Instructions Project
project summaryThis project asks you to design clear, complete, concise and usable instructions for an object or software you know well. The instructions should provide steps for completing important tasks with the object and include troubleshooting advice and appropriate warnings. Instructions will include relevant and sophisticated graphics and will be well-designed for a specific context of use. Successful projects will consider audience and usability, and will be effective enough to function in a professional setting.
project goals
This project emphasizes several important goals that all professional writers should bear in mind and that are consistent with those of the Professional Writing Program at Purdue. In the Employment Project, you will learn to shape your writing for very specific situations and purposes:
Writing in Context
- writing for a range of defined audiences and stakeholders
- creating documents designed for specific purposes, locations, and uses
Project Management
- Understand, develop and deploy various strategies for planning, researching, drafting, revising, and editing documents both individually and collaboratively.
- Select and use appropriate technologies that effectively and ethically address professional situations and audiences.

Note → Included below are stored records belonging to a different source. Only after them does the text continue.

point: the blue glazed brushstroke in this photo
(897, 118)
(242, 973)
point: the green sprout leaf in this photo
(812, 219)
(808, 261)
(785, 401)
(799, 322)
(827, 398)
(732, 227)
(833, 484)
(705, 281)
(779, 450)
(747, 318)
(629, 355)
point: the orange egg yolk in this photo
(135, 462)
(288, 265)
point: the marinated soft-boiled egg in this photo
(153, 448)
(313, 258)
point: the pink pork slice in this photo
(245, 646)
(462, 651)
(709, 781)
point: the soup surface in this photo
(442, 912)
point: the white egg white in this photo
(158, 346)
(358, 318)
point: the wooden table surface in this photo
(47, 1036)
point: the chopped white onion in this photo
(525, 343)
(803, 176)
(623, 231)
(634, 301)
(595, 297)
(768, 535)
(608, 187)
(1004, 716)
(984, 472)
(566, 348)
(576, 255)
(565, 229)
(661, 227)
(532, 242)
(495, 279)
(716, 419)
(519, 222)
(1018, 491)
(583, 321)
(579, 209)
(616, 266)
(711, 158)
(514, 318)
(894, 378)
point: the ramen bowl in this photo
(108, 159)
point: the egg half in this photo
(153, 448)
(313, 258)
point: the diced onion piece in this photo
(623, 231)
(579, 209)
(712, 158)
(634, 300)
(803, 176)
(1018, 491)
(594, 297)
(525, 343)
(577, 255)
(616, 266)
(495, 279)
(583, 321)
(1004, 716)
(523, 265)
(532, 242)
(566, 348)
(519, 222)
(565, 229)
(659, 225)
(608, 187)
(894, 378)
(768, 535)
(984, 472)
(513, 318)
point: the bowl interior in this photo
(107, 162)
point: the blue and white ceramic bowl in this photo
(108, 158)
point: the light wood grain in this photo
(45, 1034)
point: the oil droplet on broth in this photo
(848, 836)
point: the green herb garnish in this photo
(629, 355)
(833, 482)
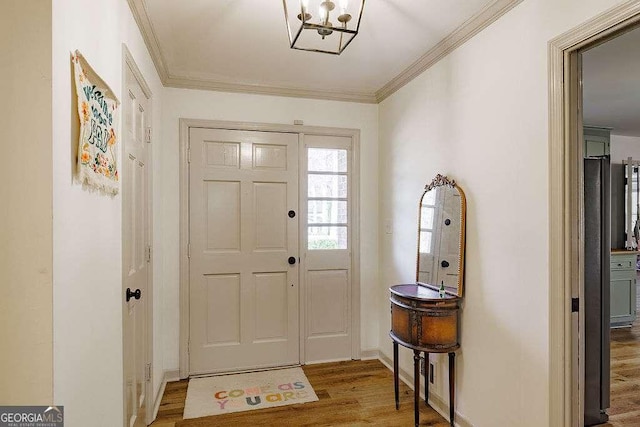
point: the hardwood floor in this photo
(625, 376)
(361, 393)
(351, 393)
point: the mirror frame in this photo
(442, 181)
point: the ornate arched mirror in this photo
(441, 236)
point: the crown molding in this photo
(472, 26)
(139, 12)
(468, 29)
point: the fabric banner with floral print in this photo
(97, 148)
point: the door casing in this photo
(185, 125)
(128, 63)
(566, 231)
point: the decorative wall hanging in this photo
(97, 147)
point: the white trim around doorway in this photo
(565, 231)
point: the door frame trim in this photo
(185, 125)
(566, 395)
(129, 62)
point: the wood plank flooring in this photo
(361, 393)
(625, 375)
(354, 393)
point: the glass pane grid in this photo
(326, 160)
(327, 198)
(327, 237)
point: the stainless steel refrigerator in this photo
(597, 251)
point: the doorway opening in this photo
(567, 213)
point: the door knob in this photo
(133, 294)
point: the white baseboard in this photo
(370, 354)
(435, 402)
(167, 377)
(171, 376)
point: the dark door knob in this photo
(133, 294)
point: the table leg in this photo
(395, 375)
(426, 378)
(416, 386)
(452, 386)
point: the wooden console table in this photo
(425, 322)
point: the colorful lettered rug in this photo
(224, 394)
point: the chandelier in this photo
(324, 26)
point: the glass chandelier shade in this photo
(322, 25)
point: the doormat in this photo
(224, 394)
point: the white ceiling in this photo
(242, 45)
(611, 84)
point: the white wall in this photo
(623, 147)
(87, 278)
(193, 104)
(26, 305)
(480, 116)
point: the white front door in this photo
(135, 248)
(243, 231)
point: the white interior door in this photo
(328, 252)
(243, 290)
(135, 248)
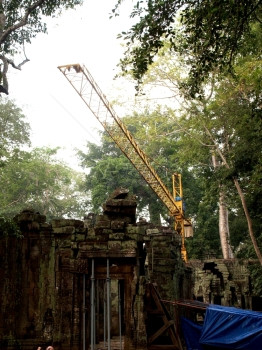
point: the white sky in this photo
(57, 115)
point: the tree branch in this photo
(23, 20)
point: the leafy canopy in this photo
(20, 21)
(209, 34)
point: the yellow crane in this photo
(85, 85)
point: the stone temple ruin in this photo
(103, 282)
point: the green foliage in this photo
(14, 130)
(8, 228)
(209, 35)
(110, 169)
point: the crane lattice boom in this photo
(85, 85)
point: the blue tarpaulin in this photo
(232, 328)
(192, 333)
(224, 328)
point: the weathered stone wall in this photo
(42, 273)
(46, 277)
(223, 282)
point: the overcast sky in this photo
(57, 115)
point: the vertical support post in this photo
(105, 314)
(108, 306)
(119, 314)
(84, 311)
(93, 306)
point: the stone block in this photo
(114, 245)
(68, 230)
(117, 236)
(117, 225)
(80, 237)
(129, 245)
(152, 231)
(132, 229)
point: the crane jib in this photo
(85, 85)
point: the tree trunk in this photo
(223, 220)
(224, 228)
(249, 221)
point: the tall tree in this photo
(209, 34)
(14, 130)
(20, 21)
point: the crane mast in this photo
(85, 85)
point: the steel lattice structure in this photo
(85, 85)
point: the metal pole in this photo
(108, 307)
(84, 311)
(92, 305)
(119, 314)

- Build professional ethos through documentation and accountability.
Document Design
Make rhetorical design decisions about workplace documents, including
- understanding and adapting to genre conventions and audience expectations
- understanding and implementing design principles of format and layout
- drafting, researching, testing, and revising visual designs and information architecture
- creating readable, clear, and usable design
Teamwork
Learn and apply strategies for successful teamwork and collaboration, such as
- collaborating with others to produce informal usability studies
Research
Understand and use various research methods to produce professional documents, including
- analyzing professional contexts
- conveying firsthand and researched knowledge to novice and expert audiences
deliverables
Step 1: Post a proposal to your blog detailing your plan for the instructions project. This proposal should include what technical object your instructions will cover, what tasks and troubleshooting it will include, the images you hope to use, the length of the instructions, and the audience and context of use. Remember, this proposal is designed to persuade me that your idea is a great fit for the project. (because Project 3 involves the use of Google Docs, I will offer small extra credit for those students who choose this software for the instructions project. Excellent Google Docs instructions produced by students will be used to provide the class with a user manual for the software. Additionally, students who research Google Docs for this project will be ahead of the game in Project 3). Step 1 is due June 16 by midnight.

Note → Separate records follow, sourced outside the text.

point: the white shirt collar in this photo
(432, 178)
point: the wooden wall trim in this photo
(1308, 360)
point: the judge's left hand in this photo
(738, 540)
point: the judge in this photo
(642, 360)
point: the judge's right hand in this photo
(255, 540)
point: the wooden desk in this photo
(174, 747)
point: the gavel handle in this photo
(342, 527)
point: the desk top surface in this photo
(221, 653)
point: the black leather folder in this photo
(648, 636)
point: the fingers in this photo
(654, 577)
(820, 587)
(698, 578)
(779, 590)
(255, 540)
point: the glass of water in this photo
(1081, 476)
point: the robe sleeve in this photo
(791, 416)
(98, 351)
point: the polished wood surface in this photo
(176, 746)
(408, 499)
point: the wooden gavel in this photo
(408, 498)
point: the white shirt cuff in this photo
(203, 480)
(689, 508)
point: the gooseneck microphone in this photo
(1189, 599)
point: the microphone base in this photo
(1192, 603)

Step 2: Perform an informal usability test of your instructions. Find a willing volunteer, such as a friend, roommate, parent, co-worker, sibling, etc, preferably not someone familiar with the object covered in your instructions. Provide them with your instructions and the object, and have them complete the desired task by following instructions step by step. Do not assist them when they encounter difficulties. Do take notes about where they seem confused, stuck, frustrated, or places where they skip a step. Then, in a 200 word blog post, describe how the testing went. Where did your instructions work well? Where did they fail the user? How did the user interact with your design? How will this inform your revision of your instructions? Step 2 is due June 23 by midnight.
Step 3: Create thorough instructions for your object. The instructions must include steps for completing some general tasks (installation, tutorials, key tasks, etc) as well as appropriate troubleshooting guides and warnings. The instructions must be well designed for context of use (the place where people will use them) and include usable graphics, appropriate fonts, and customized page size (in this regard, I forbidding students to use an 8 1/2 by 11" page size unless it is absolutely necessary. I want to see students avoiding the defaults in favor of uniquely designed documents). Instruction should be usable for novice audiences, but not insulting to experienced users. Final instructions are due June 25 by midnight
Completing Your Project: By June 25, post your final instructions as an .pdf attachment in a comment to The Final Instructions Turn In blog. Include a brief description that explains and contextualizes the attachments. Read these directions for converting your documents to PDF format if you have any questions about the process.
grading
The Instructions Project is worth 20% of your course grade. The breakdown for each of its components is as follows: Step 1: Proposal (10%); Step 2: Usability Testing (20%); Step 3: Instructions (70%)
grading criteria
When grading your project, your instructor will pay particular attention to see whether you have effectively adapted your instructions to a specific context and audience. Your writing will need to be precise, accurate, concise, clear, and well-suited to the context of use and to the rhetorical occasion. The instructions must be specifically designed with usability in mind, including graphics, font, size, and layout. As always, your work must be good enough to function in a professional context in order to receive an A.
revision
You will have opportunities to revise your work throughout the process and will be permitted to revise once again after receiving your grade on the project, subject to these restrictions: 1) Your revision should be substantial (a few fixes alone are not enough to raise a grade); 2) you turn in your completed revision within one week of the date it was returned to you with a grade; 3) you include submission notes that specify precisely what you did to improve your work.